Saat ini, sesuai regulasi, pengajuan sertifikasi halal dilakukan satu pintu melalui Sistem Informasi Halal (SIHALAL) yang dikelola BPJPH. Tidak ada pembatasan dalam pengajuan sertifikasi halal.

Menurut dia, BPJH terbuka terhadap semua pelaku usaha yang mau mendaftar mendapatkan sertifikasi halal, terutama yang terkena wajib bersertifikat halal. Mengenai nama usaha dan produk yang menjadi kontroversi, BPJH menyatakan akan mengedukasi pelaku usaha yang ingin mengajukan sertifikasi halal.

Sebelumnya, akun Instagram Halal Corner mengungkapkan alasan mengapa Mie Gacoan tidak bisa disertfikasi halal, yaitu karena nama-nama menu Mie Gacoan yang mengandung unsur “kesetanan”. Untuk menu utama diberi nama Mie Setan dan Mie Iblis. Mie Setan diberikan kepada produk mi yang menawarkan cita rasa gurih-pedas. Sementara Mie Iblis lebih condong ke rasa manis-pedas.

Menu minuman pun memiliki unsur serupa, yakni Es Genderuwo (berisi buah, jelly, dan cincau), Es Pocong (es rasa tropical segar), Es Sundelbolong (es susu mocca), dan Es Tuyul (es isi buah, jelly, dan cincau).
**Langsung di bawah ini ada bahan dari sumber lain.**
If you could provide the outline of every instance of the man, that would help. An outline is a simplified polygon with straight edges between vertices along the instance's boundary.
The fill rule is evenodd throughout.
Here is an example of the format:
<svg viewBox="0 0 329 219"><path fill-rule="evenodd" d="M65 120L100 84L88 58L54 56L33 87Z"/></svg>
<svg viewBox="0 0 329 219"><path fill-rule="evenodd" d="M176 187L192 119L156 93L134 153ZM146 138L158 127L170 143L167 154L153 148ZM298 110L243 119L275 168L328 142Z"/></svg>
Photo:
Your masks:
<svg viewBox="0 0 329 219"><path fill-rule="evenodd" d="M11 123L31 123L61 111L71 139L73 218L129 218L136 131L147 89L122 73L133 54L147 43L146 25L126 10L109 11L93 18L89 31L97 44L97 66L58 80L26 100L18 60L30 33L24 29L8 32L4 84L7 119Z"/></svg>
Sangat sulit bagi Mie Gacoan mendapatkan sertifikasi halal jika mereka tidak mengubah nama-nama produknya. Aturan ini jelas tertuang dalam Surat Keputusan Lembaga Pengkajian Pangan, Obat-obatan, dan Kosmetika (LPPOM) MUI tentang Keputusan Penulisan Nama Produk dan Bentuk Produk. Dalam satu poin disebutkan: “Nama produk yang tidak dapat disertifikasi, di antaranya produk yang mengandung nama setan seperti rawon setan, es pocong, mi ayam kuntilanak.”

Pertanyaan yang muncul selanjutnya adalah: “Apakah makanan halal menjadi haram jika tidak memiliki sertifikasi halal?”. Produk makanan yang belum memiliki sertifikasi tidak lantas menjadi haram, melainkan syubhat. Syubhat adalah keragu-raguan atau kekurangjelasan tentang sesuatu (apakah halal atau haram dan sebagainya) karena kurang jelas status hukumnya; tidak terang (jelas) antara halal dan haram; atau antara benar dan salah.  Karena hukumnya yang tidak jelas dan samar-samar, maka Islam  menganjurkan untuk meninggalkan perkara syubhat. Tujuannya, untuk mencegah terjerumus pada sesuatu yang haram.

Minta maaf

Kontroversi ini ditanggapi positif oleh pihak Mie Gacoan. Pihak Mie Gacoan mengakui belum mengantongi sertifikasi halal. Namun, manajemen menjelaskan bahwa 100 persen bahan baku Mie Gacoan berasal dari bahan baku yang sudah terverifikasi halal.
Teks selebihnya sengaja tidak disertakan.